Do you think I’m exaggerating? You don’t even know that your metabolism’s fucked up and that your body’s full of toxins. You’ll see it soon enough.
I’m teaching myself patience; it’s all coming too soon – the illness.
When I first had eczema at the age of 13, I didn’t understand what it was. How stressed was I at that age? It went away a year later. Then, at 16, seborrhoeic eczema developed on my scalp – I still have it. In my early twenties, facial eczema returned along with panic attacks, etc. I remember going to the G.P. twice to make sure I didn’t have asthma. Of course, I didn’t. Shortness of breath is a sign of a panic attack.
Yes, it was all stress-induced. Lovesickness-induced deadline pressure…
There was a lot more to it: gluttony, weight gain, and weak immune system leading to flu, migraines and mid-ear infection. But those times are over.
Then, stress got creative…
It would make my body forget that it’s thirsty, so my kidney got inflamed.
Over the years, I’ve learned to control my emotions better, and sometimes they aren’t even there. I find it hard to control anger sometimes. Though, it’s energy advantageous for creative purposes. There are so many people to be angry with. They are ruining your life, as simple as.
Do you think I have loved? I can assure you I haven’t.
I only realised a while ago that I’ve never loved my ex. Throughout the years of dating (on/off), it was just the idea of being in love, the “idea” of first love being precious–apparently. The truth was that I hadn’t been happy, not for a minute. There was never a sense of security, trust or whatever, but the “idea” and imagination of it. I started lying to myself, which wasn’t fun since I never lied to myself.
In the end, I was just used to being with him. He still stalks me on social media. On my blog, he is my top visitor. Every time he visits this site, he looks for a hint of him in my words. Here are the words–empty words.
There’s nothing left but paralysis, numbness, nausea and a bitter taste in my mouth whenever I waste a thought about the past. Other guys have left a sweeter taste on my tongue, but that’s because they care about health. I think that says a lot.
Now I understand why I’ve been dreading love so much – that chemical reaction. Even my feelings for Nick were stronger; they are still vivid because nothing ever happened. I’ve kept the sentiments in my Jil Sander bottle. If you ever smell Jil Sander on me, it’s because I like you. I still have that bottle. Even if you ever detect the vinegar, I’ll always smell the unrequited love in that bottle.
That chemical reaction is fictional – that’s the saddest thing about love. I wouldn’t recommend anyone to think that way. I’m too Houellebecq-ian and Cioran-ian, except that I believe in hope. (Contradictory, I know.)
Well, there was no second I didn’t suspect my ex of cheating. First of all, that triggered me to start lying to myself, which was worse than his lies. It explains why I still lie to myself today. What does this say about me? That I have become an “obsessive dick” myself?

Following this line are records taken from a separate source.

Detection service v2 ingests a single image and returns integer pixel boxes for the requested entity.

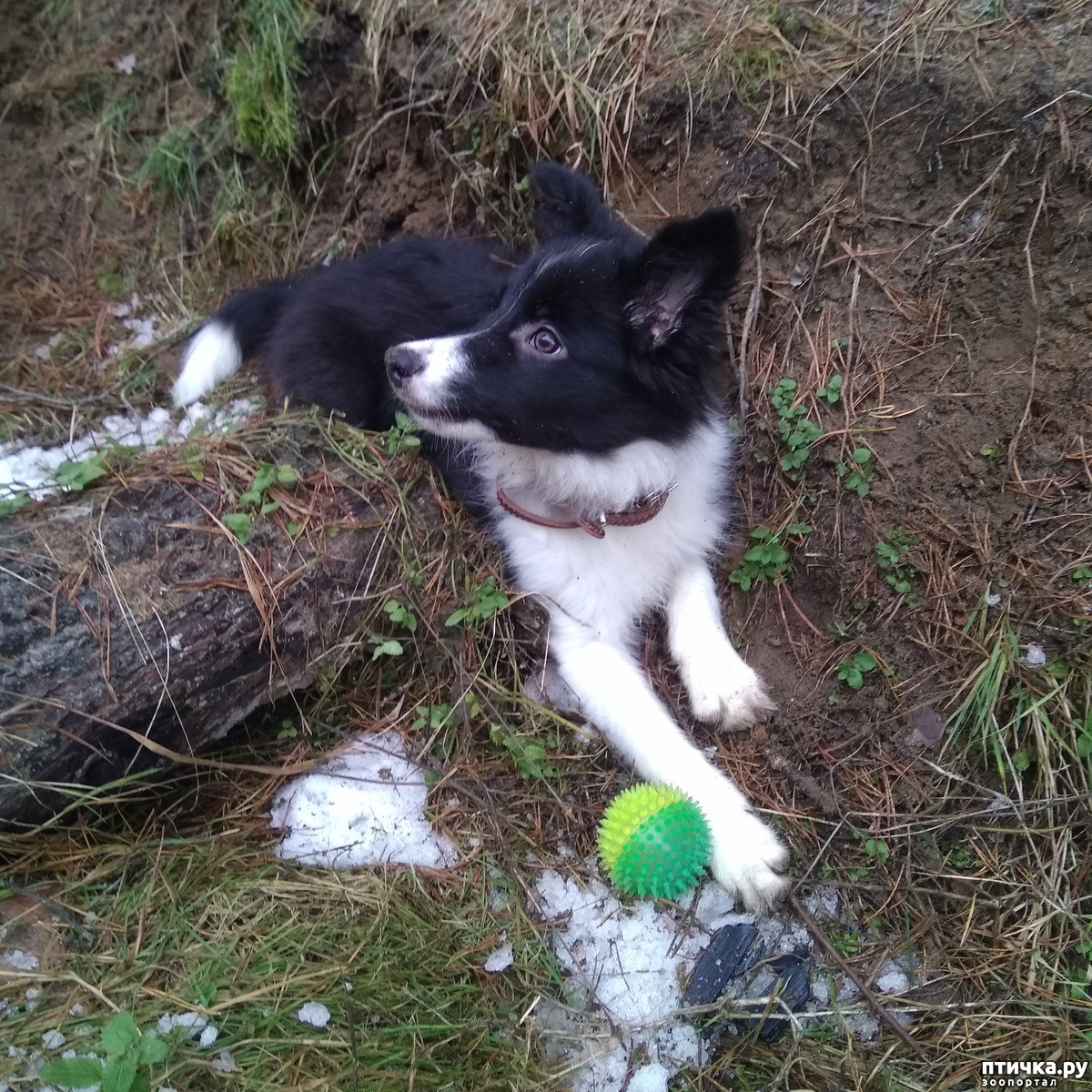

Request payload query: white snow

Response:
[874,959,910,994]
[536,872,724,1092]
[269,732,459,868]
[209,1050,237,1074]
[0,948,38,971]
[1025,644,1046,667]
[481,944,515,974]
[296,1001,329,1027]
[0,399,255,500]
[154,1012,219,1049]
[535,862,908,1092]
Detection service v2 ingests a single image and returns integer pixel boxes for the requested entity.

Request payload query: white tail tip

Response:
[173,320,242,406]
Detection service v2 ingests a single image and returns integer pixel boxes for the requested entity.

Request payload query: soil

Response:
[0,0,1092,1048]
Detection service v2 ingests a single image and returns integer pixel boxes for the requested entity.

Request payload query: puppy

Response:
[174,163,786,908]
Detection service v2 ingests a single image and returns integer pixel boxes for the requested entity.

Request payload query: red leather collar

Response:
[497,486,675,539]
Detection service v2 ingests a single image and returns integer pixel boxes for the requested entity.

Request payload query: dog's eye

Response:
[531,327,561,356]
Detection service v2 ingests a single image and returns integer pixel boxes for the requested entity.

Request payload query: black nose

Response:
[383,345,425,387]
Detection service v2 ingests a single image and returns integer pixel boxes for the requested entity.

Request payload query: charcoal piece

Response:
[738,955,814,1043]
[683,923,763,1005]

I thought that because my protagonist (OCD, Narcissistic Personality Disorder and Post-traumatic Stress Disorder) sees a link between her and her obsessive admirer. At least that obsessive admirer can make decisions, think for himself, and be ready to let go in the end.
For four years, I had cherished an “idea” that later unfolded in self-destruction, and it’s still in progress, but I’m making my protagonist the victim.
…because I’m selfish.
In German, we say that if you dig a grave for someone, you’ll fall in it yourself. Yes, I know.
Anyway, my feelings for Nick will remain in my Jil Sander bottle.
If you can help me love, please do, before I fall into that hole and crumble away.